Could a commonly used glucose-lowering therapy influence the short-term risk of a rare optic nerve event in adults with type 2 diabetes mellitus (T2DM)? A pragmatic target trial emulation published in Diabetes Care found that initiation of glucagon-like peptide 1 receptor agonists (GLP-1 RAs) was associated with a higher 1-year risk of nonarteritic anterior ischemic optic neuropathy (NAION) compared with dipeptidyl peptidase 4 (DPP-4) inhibitors.

The active-comparator, new-user cohort used the U.K. Clinical Practice Research Datalink and included 523,227 adults with physician-diagnosed T2DM who newly started either a GLP-1 RA or a DPP-4 inhibitor. DPP-4 inhibitors were selected as the comparator because both drug classes are used as second-line therapy, and DPP-4 inhibitors have no established association with NAION. Analyses used propensity-score fine-stratification weighting to adjust for measured baseline differences.

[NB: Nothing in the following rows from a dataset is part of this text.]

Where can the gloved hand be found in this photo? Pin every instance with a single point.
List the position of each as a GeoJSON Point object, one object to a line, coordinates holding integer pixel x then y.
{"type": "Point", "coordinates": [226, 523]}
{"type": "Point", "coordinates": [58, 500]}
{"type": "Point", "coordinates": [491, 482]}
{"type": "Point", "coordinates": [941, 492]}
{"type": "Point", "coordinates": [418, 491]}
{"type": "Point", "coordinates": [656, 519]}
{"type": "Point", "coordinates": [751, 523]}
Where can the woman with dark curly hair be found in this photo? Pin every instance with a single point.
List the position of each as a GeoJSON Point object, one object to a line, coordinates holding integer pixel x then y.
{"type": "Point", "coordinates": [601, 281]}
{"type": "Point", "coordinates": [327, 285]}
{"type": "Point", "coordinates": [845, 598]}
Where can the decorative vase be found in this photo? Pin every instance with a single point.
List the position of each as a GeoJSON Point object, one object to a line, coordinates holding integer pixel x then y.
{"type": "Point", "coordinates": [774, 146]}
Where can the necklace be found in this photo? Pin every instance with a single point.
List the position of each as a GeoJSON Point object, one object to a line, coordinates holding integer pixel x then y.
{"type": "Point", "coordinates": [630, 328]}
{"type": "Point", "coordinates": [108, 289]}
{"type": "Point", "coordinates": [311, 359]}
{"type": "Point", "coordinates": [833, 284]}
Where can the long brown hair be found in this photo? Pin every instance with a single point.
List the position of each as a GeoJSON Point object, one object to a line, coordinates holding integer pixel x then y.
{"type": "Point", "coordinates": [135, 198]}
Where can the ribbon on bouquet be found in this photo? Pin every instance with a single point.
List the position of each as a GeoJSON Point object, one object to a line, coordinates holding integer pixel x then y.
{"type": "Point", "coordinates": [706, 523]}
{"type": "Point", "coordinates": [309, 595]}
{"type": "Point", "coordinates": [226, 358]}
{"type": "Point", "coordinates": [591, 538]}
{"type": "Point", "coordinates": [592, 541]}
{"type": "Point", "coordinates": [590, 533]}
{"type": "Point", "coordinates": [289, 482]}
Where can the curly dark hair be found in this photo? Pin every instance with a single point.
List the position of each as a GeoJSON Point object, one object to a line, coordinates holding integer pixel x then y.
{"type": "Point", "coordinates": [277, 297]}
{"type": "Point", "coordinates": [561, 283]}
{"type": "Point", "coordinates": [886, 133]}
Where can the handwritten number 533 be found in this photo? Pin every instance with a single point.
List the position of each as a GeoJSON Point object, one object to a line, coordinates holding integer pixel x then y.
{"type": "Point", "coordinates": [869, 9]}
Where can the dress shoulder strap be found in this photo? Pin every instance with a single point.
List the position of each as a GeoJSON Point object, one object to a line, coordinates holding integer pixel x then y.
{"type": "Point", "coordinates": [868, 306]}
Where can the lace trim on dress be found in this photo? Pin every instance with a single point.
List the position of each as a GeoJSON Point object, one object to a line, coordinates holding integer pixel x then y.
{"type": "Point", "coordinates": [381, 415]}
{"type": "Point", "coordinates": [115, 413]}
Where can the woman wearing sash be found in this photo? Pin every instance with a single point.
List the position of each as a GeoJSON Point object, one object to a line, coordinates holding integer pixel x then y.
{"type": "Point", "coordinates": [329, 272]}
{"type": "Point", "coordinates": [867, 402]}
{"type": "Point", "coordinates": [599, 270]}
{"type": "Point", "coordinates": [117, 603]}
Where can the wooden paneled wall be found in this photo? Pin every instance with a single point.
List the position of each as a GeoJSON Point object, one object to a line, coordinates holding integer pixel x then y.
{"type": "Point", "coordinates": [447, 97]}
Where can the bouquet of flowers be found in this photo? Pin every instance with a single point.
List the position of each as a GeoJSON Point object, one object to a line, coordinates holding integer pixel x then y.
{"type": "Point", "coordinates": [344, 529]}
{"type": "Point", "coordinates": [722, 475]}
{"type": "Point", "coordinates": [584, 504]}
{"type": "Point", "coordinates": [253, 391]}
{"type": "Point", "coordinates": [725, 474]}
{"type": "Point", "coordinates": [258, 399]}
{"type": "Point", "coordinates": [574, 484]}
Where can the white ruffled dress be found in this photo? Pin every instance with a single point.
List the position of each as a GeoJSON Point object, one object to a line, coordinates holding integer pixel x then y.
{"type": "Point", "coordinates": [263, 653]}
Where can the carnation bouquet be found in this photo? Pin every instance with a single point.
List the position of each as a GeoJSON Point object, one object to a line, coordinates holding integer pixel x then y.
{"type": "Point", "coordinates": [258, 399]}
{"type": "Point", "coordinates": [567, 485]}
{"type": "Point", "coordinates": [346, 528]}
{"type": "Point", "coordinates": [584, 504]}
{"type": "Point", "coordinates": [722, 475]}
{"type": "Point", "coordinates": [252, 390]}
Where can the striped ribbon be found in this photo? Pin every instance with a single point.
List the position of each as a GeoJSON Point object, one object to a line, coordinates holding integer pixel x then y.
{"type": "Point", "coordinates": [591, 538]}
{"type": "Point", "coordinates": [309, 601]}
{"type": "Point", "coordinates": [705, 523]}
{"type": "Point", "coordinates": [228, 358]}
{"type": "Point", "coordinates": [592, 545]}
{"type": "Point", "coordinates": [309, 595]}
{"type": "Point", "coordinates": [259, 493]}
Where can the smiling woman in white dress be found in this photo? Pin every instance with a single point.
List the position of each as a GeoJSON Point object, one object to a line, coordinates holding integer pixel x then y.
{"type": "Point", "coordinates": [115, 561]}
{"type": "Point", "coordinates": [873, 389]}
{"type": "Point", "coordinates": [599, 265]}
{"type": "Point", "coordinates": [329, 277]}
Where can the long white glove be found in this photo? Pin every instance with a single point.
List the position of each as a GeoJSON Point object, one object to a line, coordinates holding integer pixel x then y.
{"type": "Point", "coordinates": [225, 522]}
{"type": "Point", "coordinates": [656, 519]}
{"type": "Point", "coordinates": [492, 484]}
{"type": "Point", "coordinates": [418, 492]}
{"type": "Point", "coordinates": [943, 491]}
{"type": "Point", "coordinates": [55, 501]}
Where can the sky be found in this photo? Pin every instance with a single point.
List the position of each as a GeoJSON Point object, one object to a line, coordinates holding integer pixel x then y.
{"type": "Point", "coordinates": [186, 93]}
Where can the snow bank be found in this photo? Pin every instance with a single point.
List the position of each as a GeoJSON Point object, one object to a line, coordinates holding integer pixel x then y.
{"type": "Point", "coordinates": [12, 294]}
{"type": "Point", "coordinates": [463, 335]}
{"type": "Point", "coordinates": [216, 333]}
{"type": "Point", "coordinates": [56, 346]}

At 1 year, NAION occurred in 14 of 106,858 GLP-1 RA initiators (18.5 per 100,000) and 53 of 416,369 DPP-4 inhibitor initiators (7.2 per 100,000). GLP-1 RA initiation was associated with increased NAION risk (risk ratio [RR], 2.56; 95% CI, 1.44-4.86), with an absolute risk difference (RD) of 11.3 per 100,000. Risk appeared greatest during the first 6 months and declined with longer use. Higher relative risk was observed in younger adults, men, ever-smokers, and those with marked HbA1c reduction.

The analysis found that GLP-1 RA initiation was associated with increased 1-year NAION risk versus DPP-4 inhibitor initiation among adults with T2DM.